Gov. Andrew Cuomo’s overhaul of the state’s tax code is a big win for him, for lawmakers and even for those middle-class taxpayers in line for a pretty decent rate cut.

The governor is yet to the sign the bill after voting in the Assembly went into the wee hours of the morning.

But the process — the sausage making, if you will — is coming under some scrutiny this morning.

The Times’ Tom Kaplan has a pretty lengthy piece today that is a scathing assessment of how the governor rammed the economic package through the Legislature with nary a public meeting or comment save for two op/eds meant for newspapers in the state.

In his first in-person remarks — Cuomo held several long radio interviews before last night — to reporters on the tax code proposal, the governor said it the issue of taxing the wealthy was not a new one for Albany.

The good government groups often raise the point of transparency.
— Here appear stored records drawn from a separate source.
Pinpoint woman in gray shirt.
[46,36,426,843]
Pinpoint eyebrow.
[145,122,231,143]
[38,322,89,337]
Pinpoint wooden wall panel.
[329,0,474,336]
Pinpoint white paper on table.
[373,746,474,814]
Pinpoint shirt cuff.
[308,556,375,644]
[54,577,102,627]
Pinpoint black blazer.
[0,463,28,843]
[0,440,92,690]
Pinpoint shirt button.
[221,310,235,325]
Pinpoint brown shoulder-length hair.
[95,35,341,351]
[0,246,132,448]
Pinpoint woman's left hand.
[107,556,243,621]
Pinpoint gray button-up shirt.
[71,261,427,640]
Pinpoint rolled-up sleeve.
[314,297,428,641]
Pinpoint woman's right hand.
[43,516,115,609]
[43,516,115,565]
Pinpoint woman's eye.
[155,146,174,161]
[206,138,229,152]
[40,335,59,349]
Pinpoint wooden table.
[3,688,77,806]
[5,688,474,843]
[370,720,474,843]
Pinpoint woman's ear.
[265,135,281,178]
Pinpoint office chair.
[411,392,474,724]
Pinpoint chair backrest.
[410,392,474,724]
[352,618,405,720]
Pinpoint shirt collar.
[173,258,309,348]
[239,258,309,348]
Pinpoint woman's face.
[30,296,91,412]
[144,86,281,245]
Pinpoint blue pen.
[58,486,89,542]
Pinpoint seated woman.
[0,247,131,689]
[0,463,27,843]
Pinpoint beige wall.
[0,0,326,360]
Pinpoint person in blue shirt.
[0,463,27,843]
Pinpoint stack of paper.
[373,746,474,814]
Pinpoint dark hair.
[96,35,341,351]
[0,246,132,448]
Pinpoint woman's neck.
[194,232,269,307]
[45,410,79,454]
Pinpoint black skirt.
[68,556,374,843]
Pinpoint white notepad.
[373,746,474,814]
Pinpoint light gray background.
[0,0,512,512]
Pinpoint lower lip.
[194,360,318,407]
I remember being here over 20 years ago with my father, it was the same discussion. I think everybody agrees the more transparency the better. In this case, I think it’s probably hard for me to comprehend the concept that the millionaires tax is an issue that hasn’t had enough discussion. I don’t know that there is an issue that has received more attnetion, more discussion than the millionaires tax. Literally, I’ve been talking about it for two years. Everyone has an opinion, everyone has a opinion. If there is a person in the Legislature who is sitting in a seat and said they never thought of this millionaires tax, then that is a person who shouldn’t be serving in the Legislature.
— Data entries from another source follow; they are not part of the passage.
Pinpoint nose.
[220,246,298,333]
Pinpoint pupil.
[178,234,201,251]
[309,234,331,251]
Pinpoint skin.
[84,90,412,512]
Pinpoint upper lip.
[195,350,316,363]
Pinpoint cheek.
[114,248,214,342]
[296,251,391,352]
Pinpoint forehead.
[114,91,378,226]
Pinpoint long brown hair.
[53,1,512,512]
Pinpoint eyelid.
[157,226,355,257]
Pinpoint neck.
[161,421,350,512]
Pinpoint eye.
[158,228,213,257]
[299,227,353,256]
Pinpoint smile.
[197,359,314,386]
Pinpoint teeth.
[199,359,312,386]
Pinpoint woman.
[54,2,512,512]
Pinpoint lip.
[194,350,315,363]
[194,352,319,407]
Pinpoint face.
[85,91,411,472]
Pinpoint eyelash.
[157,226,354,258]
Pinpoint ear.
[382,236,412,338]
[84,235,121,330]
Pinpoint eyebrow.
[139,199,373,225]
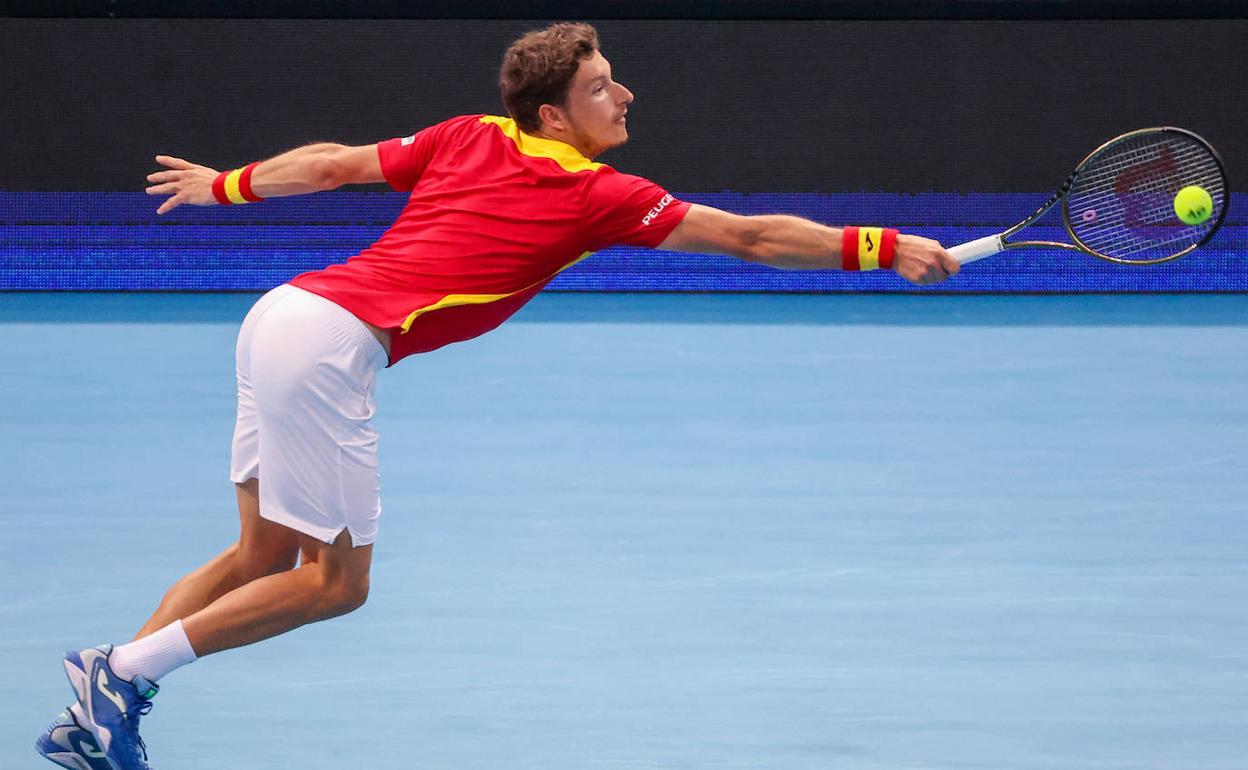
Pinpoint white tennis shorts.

This argument, that the taxing the wealthy debate is one that we heard all year, was given by Assembly Speaker Sheldon Silver, too.

The speed did take many Albany observers, even veteran ones, by surprise. Remember: The Wall Street Journal piece that initially broke the news about the tax code dropped last Tuesday. Lawmakers only passed the package yesterday, which included a 33-page document released hours before the vote.
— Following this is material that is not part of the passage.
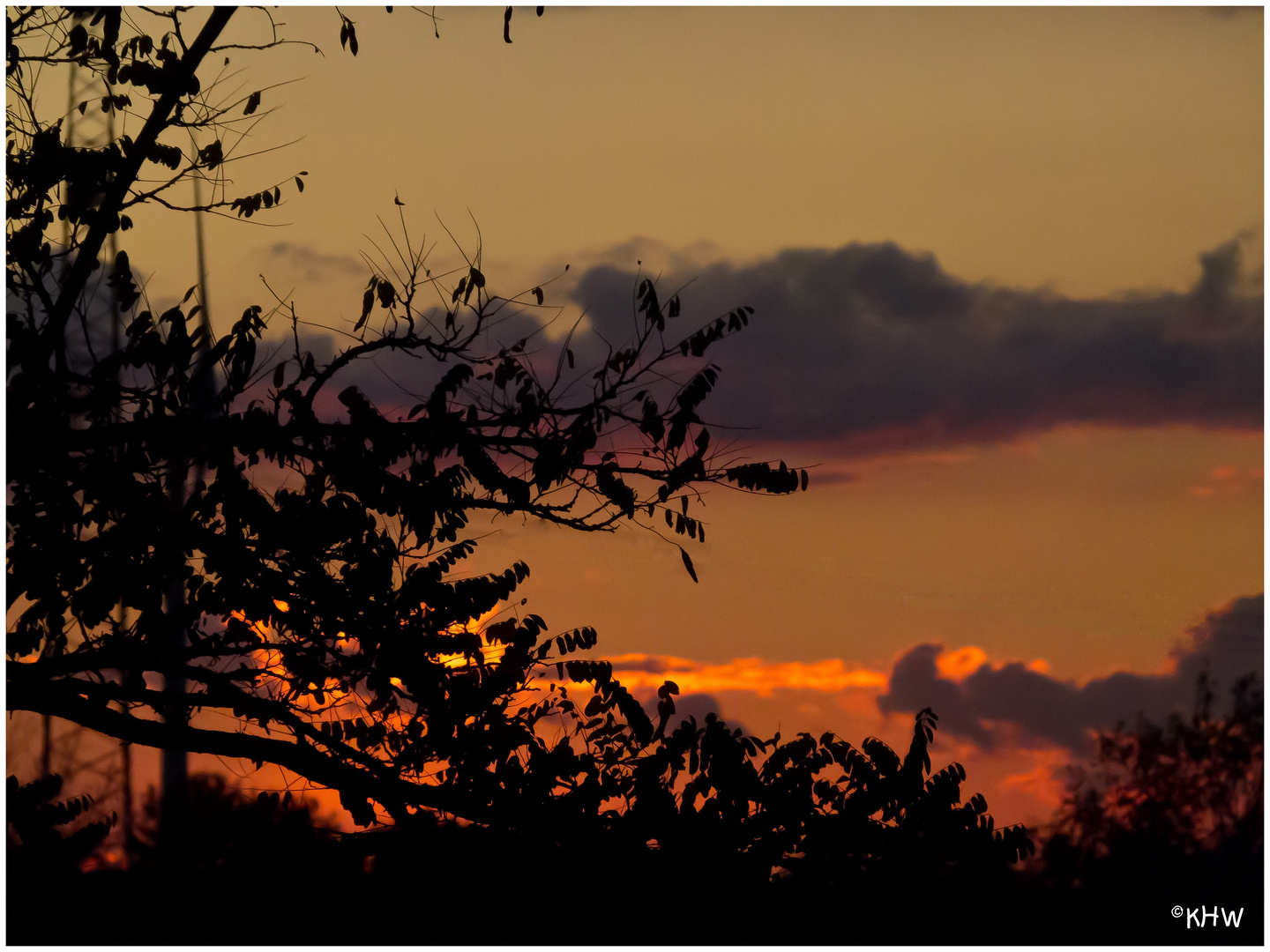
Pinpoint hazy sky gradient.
[26,6,1264,822]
This isn’t the first time the year-old administration has been wrapped on the knuckles over the transparency issue. The Associated Press and Times Union earlier this year filed Freedom of Information requests for Cuomo’s plane usage and received heavily redacted records.

The administration later produced a new website called Citizens Connect, which includes public schedules of events, frequent Q and A sessions with agency chiefs and the governor’s daily schedules, though the daily schedules have not been updated since August.

Cuomo also indicated during the news conference in the Red Room that the package needed to be done now — right now — in order to begin shoring up the state’s economy and creating jobs. Cuomo spun the legislation not as a tax bill — though that’s what we in the press are all focusing on — but as a measure that’s meant to help stabilize the economy.

The governor also praised the “efficiency” of the process, which he said can help improve the Albany’s image for legislative and governmental gridlock, particularly in light of what’s happening on the federal level.

That efficiency, “in and of itself can build confidence in the state and that can in and of itself help the economy,” Cuomo said.

And frankly, the public, in the end, usually doesn’t care about how the sausage is made, just how the final product tastes.